A vast majority of the people who have gotten insurance through the Connector since the economic downturn began have not had to worry about deductibles because they qualify for subsidized coverage. In that program, the big challenge has been keeping costs down as enrollment has steadily climbed.
One strategy has been to reward the lowest-cost insurers in Commonwealth Care, the subsidized program, by driving customers to them. (For example, people who pay no premium because of their income can choose between the two lowest-cost insurers.) Some insurers have responded by limiting which doctors and hospitals customers can use.
Such limitations are controversial, but Mr. Shor said limited-network plans are just the kind of cost-saving innovation that exchanges are well-positioned to bring about by promoting competition in the market.
If the Supreme Court upholds the national health care law, the Connector will face significant changes. Many of its subsidized customers will be shifted to Medicaid under the law’s expansion of that program. So attracting more customers to the nonsubsidized program will be crucial, said Nancy Turnbull, an associate dean at the Harvard School of Public Health who sits on the Connector’s board.
“For the exchange to continue to be a big purchaser and have market clout,” she said, “we’re going to need to be successful at adding more small employers and potentially other populations.”

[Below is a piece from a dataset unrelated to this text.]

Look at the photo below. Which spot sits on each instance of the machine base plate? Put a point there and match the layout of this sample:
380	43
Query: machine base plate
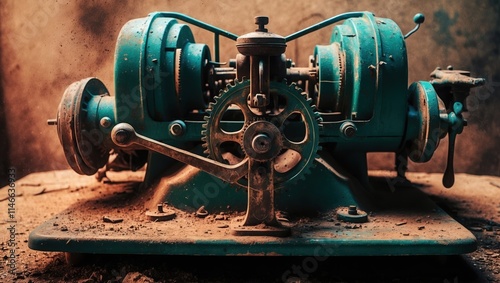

For First Church in Cambridge, which enrolled its seven employees in Commonwealth Choice this year after facing a 10 percent rate increase on its old plan, the switch has been worth it. The church is still paying 3 percent more than last year for its new policy, through Tufts Health Plan, and employees are paying more for nongeneric drugs than under their old plan. But the Rev. Karen McArthur, affiliate minister of stewardship, said the church hoped to save 15 percent by joining the new wellness program.
“Even though there were a lot of things we had to do to make our internal policies work for what they were offering,” Ms. McArthur said, “there was some energy for doing that. We really wanted to participate in this, because we really believe in it.”